The decision of the Maldivian authorities to deport illegal Bangladeshi nationals should be considered quite embarrassing for Bangladesh. However, the incidence of deportation of illegal Bangladeshi workers from the countries of the Middle East, South East Asia and Europe is not infrequent. It does take place within or beyond the knowledge of the authorities concerned in Dhaka. But the issue of deportation is neither taken seriously nor does it give rise to any feeling of embarrassment here.
Hundreds of thousands Bangladesh nationals are working in countries across the world, with their heavy concentration in the Middle East and Southeast Asia and remitting more than $10 billion a year, a vital economic lifeline of the country. However, a good number of them are illegal workers having no valid work permits. But remittance coming from such illegal workers has been not without a cost. The illegal workers, who generally enter carrying tourist visas and overstay, are not liked by the authorities of the countries where they are employed. This has created a sort of image problem for Bangladesh in the outside world.

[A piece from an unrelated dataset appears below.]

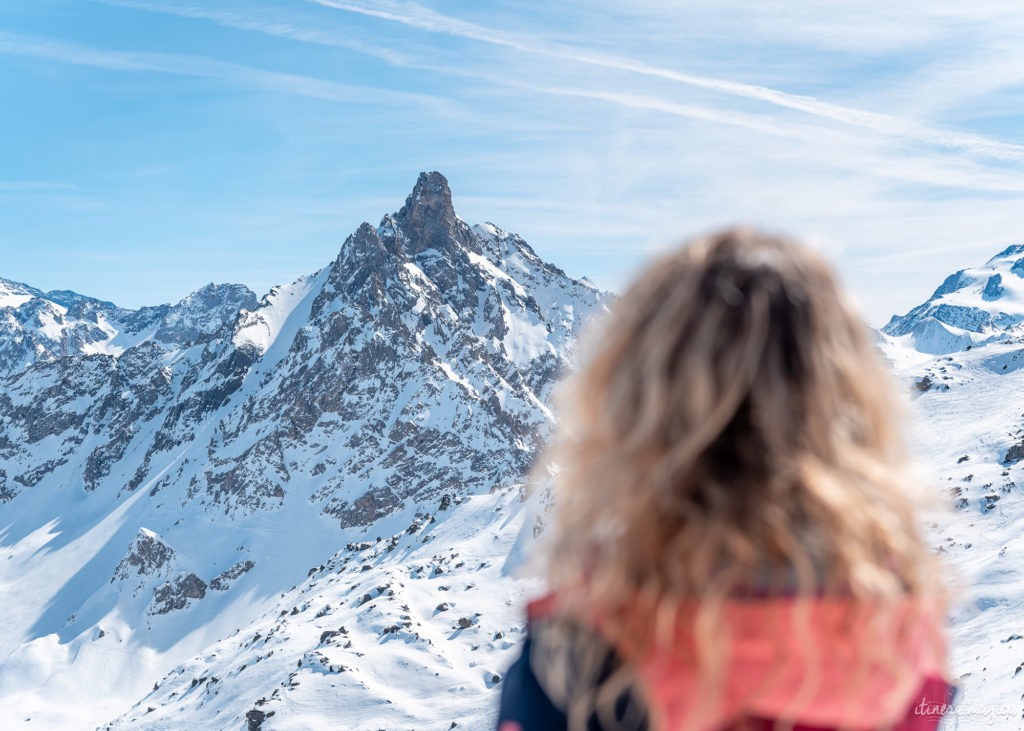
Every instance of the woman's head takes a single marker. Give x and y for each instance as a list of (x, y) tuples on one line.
[(729, 429)]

One may like it or not but the fact remains that because of the illegal entry or overstay of Bangladeshis, the immigration officials at many international airports do not show proper courtesy to Bangladesh passport-holders. On occasions even holders of valid visas are deliberately subjected to hassles. The issue of illegal Bangladeshi workers loudly indicates to two factors--- lack of employment opportunities at home and highhandedness of the unscrupulous manpower agents. The problem of unemployment or under-employment is an economic issue having wider implications and it cannot be resolved overnight.

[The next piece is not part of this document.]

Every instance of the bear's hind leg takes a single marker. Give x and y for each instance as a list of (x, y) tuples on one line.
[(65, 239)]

Most Bangladeshi migrant workers are unskilled and the state has not been able to create the conditions for facilitating jobs even for a fraction of the unemployed unskilled or semi-skilled people. The same is true in the case of educated workforce. However, the service sector, which now contributes more than 50 per cent of the GDP, has been absorbing a substantial number of professionals, skilled and unskilled workers. Yet without ensuring adequate investment both by the private and public sectors, the problem of unemployment, which has been a proven-source of many social ills, would continue to stay.
The government, however, if it desires so, can, at least, deal with rogue manpower agents who lure unsuspecting unskilled workers and send them abroad with false visas or work permits. Such illegal workers do always remain vulnerable to police torture and many other dangers. Death stalks them while they try to enter countries in Europe or Southeast Asia illegally using sea or land routes. But the authorities here other than cancellation of a few licences have done nothing to mete out strong punishment to evil manpower agents. Exemplary punishment, it is felt, would help curb the sending of workers abroad with forged documents, to a large extent.